Yreka's Siskiyou Daily News
http://www.siskiyoudaily.com/articles/2003/07/18/news/news4.txt

Updated: Friday, July 18, 2003

WASHINGTON, D.C. - A "radical environmentalist" legislative attack that Congressman Wally Herger (CA-2) said was intended to deprive Klamath Basin farmers of their irrigation water was successfully defeated this week.According to a press release from Congressman Herger, "an amendment to the Department of Interior appropriations bill, seeking to prohibit funds from being used for the Fish and Wildlife Service to enter into new commercial leases on the Lower Klamath and Tule Lake National Wildlife Refuges in Southern Oregon and Northern California that permit the growing of row crops or alfalfa, failed in Congress by a vote of 197 to 228."

Herger said he was joined by Congressman John Doolittle (CA-4) and Greg Walden (OR-2) in defending the Klamath Basin agriculture community against an attack by the "radical environmental" community on the floor of the House of Representatives through an "anti-agriculture" measure proposed by Representative Mike Thompson (D-CA) and Earl Blumenauer (D-OR).

"Far from being agriculture neutral, had we not stopped this amendment, the Klamath Basin community may have suffered an economic drought of devastating proportions," Herger said.
"Armed with no more than baseless claims, the radical environmentalists continue their mission to find any way possible to drive our farmers out of business."

Speaking on the floor of the House, Congressman Herger said, "Shortages are not the result of an over allocation, they are the result of environmental laws that do not allow for balance."

He said that for a hundred years all interests in the Klamath Basin - farmers, fish, and refuges - survived and thrived by sharing the pain and the profit alike.

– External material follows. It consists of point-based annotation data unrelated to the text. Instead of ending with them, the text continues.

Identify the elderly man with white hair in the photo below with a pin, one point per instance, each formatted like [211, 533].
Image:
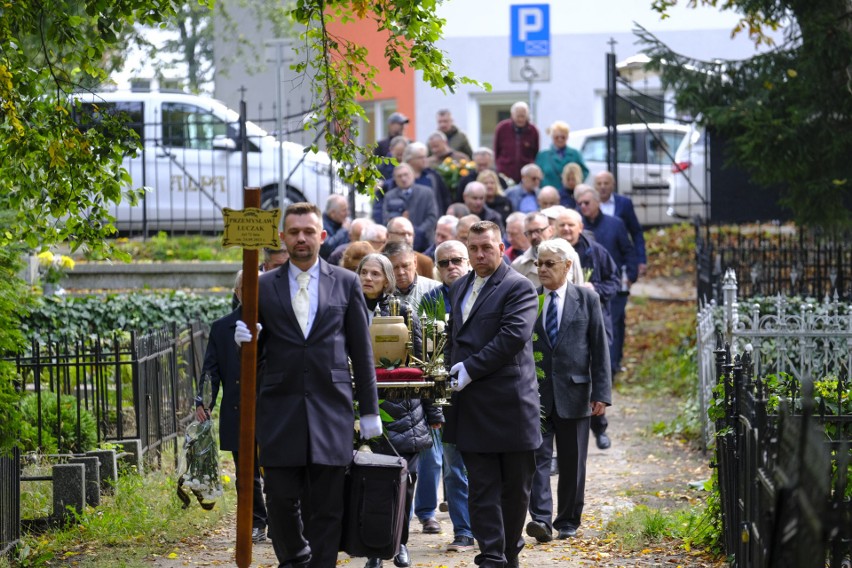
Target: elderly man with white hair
[577, 385]
[515, 141]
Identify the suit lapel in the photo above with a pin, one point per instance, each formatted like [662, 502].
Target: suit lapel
[569, 308]
[326, 283]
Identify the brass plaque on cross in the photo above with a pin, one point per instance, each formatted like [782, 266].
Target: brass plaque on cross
[251, 228]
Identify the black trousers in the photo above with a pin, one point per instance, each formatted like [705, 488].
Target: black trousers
[296, 529]
[258, 509]
[572, 449]
[498, 497]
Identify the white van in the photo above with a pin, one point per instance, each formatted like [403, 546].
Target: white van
[191, 163]
[645, 155]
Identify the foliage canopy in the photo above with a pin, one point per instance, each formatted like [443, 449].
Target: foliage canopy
[787, 113]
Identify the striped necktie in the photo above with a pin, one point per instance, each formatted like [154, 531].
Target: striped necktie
[552, 319]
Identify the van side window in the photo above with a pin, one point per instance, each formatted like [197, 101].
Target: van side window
[189, 126]
[89, 115]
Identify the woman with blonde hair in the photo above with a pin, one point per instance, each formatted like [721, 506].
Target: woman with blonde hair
[572, 176]
[494, 197]
[554, 159]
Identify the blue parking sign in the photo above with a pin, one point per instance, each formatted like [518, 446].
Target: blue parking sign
[530, 35]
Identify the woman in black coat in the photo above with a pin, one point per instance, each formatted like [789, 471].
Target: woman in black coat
[409, 431]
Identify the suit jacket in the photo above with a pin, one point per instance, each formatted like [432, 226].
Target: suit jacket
[222, 363]
[499, 410]
[624, 210]
[422, 212]
[577, 368]
[304, 406]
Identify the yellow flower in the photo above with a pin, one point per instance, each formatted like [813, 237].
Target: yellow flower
[66, 262]
[45, 258]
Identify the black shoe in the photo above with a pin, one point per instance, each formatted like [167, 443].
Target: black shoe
[461, 544]
[258, 535]
[402, 559]
[539, 531]
[568, 532]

That changed in 2001 when an interpretation of the Endangered Species Act caused some interests to do without.

"Understand that the underlying goal of this amendment is not to bring about balance," Herger said. "It is just the opposite. The purpose of the radical environmental groups supporting this amendment is the removal of agriculture entirely."

"Frankly, this amendment would have set a frightening precedent of federal command and control over farming in the Klamath Basin," Congressman Doolittle said. "Having the government dictating what farmers can or cannot grow, regardless of market conditions, would mark a clear move away from economic freedom as well as good farming practices. Today the target was beleaguered farmers in Southern Oregon and Northern California. Who's to say that tomorrow they won't be trying to tell auto mechanics what model of cars to repair?"